The human intestinal tract, or gut, is best known for its role in digestion. But this collection of organs also plays a prominent role in the immune system. In fact, it is one of the first parts of the body that is attacked in the early stages of an HIV infection. Knowing how the virus infects cells and accumulates in this area is critical to developing new therapies for the over 33 million people worldwide living with HIV. Researchers at the California Institute of Technology (Caltech) are the first to have utilized high-resolution electron microscopy to look at HIV infection within the actual tissue of an infected organism, providing perhaps the most detailed characterization yet of HIV infection in the gut.
The team's findings are described in the January 30 issue of PLOS Pathogens.
"Looking at a real infection within real tissue is a big advance," says Mark Ladinsky, an electron microscope scientist at Caltech and lead author of the paper. "With something like HIV, it's usually very difficult and dangerous to do because the virus is an infectious agent. We used an animal model implanted with human tissue so we can study the actual virus under, essentially, its normal circumstances."
Ladinsky worked with Pamela Bjorkman, Max Delbrück Professor of Biology at Caltech, to take three-dimensional images of normal cells along with HIV-infected tissues from the gut of a mouse model engineered to have a human immune system. The team used a technique called electron tomography, in which a tissue sample is embedded in plastic and placed under a high-powered microscope. Then the sample is tilted incrementally through a course of 120 degrees, and pictures are taken of it at one-degree intervals. All of the images are then very carefully aligned with one another and, through a process called back projection, turned into a 3-D reconstruction that allows different places within the volume to be viewed one pixel at a time.
"Most prior electron microscopy studies of HIV have focused on the virus itself or on infection of laboratory-grown cell cultures," says Bjorkman, who is also an investigator with the Howard Hughes Medical Institute. "Ours is the first major electron microscopy study to look at HIV interacting with other cells in the actual gut tissue of an infected animal model."
By procuring such detailed images, Ladinsky and Bjorkman were able to confirm several observations of HIV made in prior, in vitro studies, including the structure and behavior of the virus as it buds off of infected cells and moves into the surrounding tissue and structural details of HIV budding from cells within an infected tissue. The team also described several novel observations, including the existence of "pools" of HIV in between cells, evidence that HIV can infect new cells both by direct contact or by free viruses in the same tissue, and that pools of HIV can be found deep in the gut.
"The study suggests that an infected cell releases newly formed viruses in a semisynchronous wave pattern," explains Ladinsky. "It doesn't look like one virus buds off and then another in a random way.
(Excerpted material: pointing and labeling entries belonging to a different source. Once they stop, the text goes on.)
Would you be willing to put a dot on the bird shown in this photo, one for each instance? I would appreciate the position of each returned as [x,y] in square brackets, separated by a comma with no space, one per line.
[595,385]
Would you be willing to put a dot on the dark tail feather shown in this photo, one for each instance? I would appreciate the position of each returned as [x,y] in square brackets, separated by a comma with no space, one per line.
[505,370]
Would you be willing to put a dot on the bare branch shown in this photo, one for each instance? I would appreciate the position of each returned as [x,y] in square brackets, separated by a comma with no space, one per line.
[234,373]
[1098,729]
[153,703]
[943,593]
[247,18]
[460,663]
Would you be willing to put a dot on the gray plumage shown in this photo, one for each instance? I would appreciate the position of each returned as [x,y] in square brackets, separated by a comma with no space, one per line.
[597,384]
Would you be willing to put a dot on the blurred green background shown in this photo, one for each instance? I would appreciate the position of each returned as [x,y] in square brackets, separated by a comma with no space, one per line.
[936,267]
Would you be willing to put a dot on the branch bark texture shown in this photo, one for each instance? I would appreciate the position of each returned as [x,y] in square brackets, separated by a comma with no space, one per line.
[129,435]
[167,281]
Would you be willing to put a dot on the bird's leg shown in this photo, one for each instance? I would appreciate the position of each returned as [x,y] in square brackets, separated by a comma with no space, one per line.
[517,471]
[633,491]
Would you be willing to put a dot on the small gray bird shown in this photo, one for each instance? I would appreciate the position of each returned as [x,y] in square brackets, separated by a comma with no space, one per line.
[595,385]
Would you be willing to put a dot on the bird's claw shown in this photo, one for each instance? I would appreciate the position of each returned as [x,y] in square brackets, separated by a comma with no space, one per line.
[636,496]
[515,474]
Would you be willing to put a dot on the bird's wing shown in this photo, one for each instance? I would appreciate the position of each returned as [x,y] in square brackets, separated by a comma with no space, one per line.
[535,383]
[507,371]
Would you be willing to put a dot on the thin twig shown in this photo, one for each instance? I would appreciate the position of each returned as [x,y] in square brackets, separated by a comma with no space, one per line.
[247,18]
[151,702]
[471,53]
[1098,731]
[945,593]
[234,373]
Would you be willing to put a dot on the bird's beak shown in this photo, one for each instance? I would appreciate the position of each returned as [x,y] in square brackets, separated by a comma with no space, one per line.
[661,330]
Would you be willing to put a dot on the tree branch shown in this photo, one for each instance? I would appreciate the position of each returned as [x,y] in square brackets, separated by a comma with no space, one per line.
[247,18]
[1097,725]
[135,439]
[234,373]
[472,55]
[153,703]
Rather, it appears that groups of virus bud off from a given cell within a certain time frame and then, a little while later, another group does the same, and then another, and so on."
The team came to this conclusion by identifying single infected cells using electron microscopy. Then they looked for HIV particles at different distances from the original cell and saw that the groups of particles were more mature as their distance from the infected cell increased.
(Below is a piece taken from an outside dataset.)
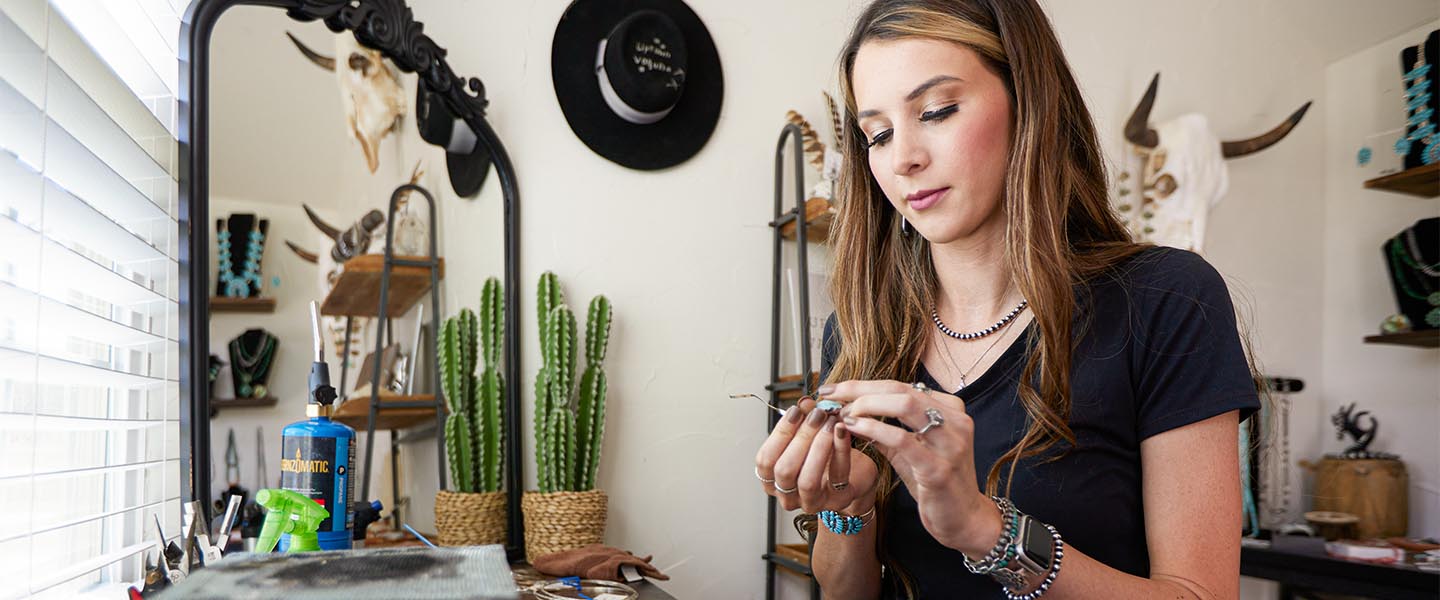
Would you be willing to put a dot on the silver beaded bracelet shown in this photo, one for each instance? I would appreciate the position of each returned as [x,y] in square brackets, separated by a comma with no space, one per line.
[1050,577]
"This finding showed that indeed these cells were producing waves of virus rather than individual ones, which was a neat observation," says Ladinsky.
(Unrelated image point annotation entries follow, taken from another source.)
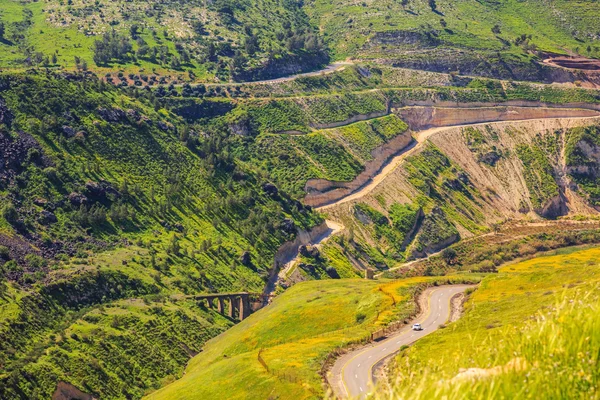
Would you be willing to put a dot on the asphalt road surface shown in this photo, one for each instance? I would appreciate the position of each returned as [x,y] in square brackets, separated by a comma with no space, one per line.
[357,371]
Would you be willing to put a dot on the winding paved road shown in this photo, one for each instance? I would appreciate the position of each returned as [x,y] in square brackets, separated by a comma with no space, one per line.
[355,370]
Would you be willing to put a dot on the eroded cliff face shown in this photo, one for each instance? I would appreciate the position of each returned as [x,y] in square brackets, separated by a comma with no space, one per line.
[467,177]
[322,191]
In addition to producing waves of virus, infected cells are also thought to spread HIV through direct contact with their neighbors. Bjorkman and Ladinsky were able to visualize this phenomenon, known as a virological synapse, using electron microscopy.
"We were able to see one cell producing a viral bud that is contacting the cell next to it, suggesting that it's about to infect directly," Ladinsky says. "The space between those two cells represents the virological synapse."
Finally, the team found pools of HIV accumulating between cells where there was no indication of a virological synapse. This suggested that a virological synapse, which may be protected from some of the body's immune defenses, is not the only way in which HIV can infect new cells. The finding of HIV transfer via free pools of free virus offers hope that treatment with protein-based drugs, such as antibodies, could be an effective means of augmenting or replacing current treatment regimens that use small-molecule antiretroviral drugs.
"We saw these pools of virus in places where we had not initially expected to see them, down deep in the intestine," he explains. "Most of the immune cells in the gut are found higher up, so finding large amounts of the virus in the crypt regions was surprising."
The team will continue their efforts to look at HIV and related viruses under natural conditions using additional animal models, and potentially people.
"The end goal is to look at a native infection in human tissue to get a real picture of how it's working inside the body, and hopefully make a positive difference in fighting this epidemic," says Bjorkman.
Additional authors on the PLOS Pathogens paper, "Electron Tomography of HIV-1 Infection in Gut-Associated Lymphoid Tissue," are Collin Kieffer, a postdoctoral scholar in biology at Caltech; Gregory Olson and Douglas S. Kwon from the Ragon Institute of Massachusetts General Hospital (MGH), MIT, and Harvard; and Maud Deruaz, Vladimir Vrbanac, and Andrew M. Tager from MGH and Harvard Medical School. The work was supported by the Center for the Structural Biology of Cellular Host Elements in Egress, Trafficking and Assembly of HIV (CHEETAH).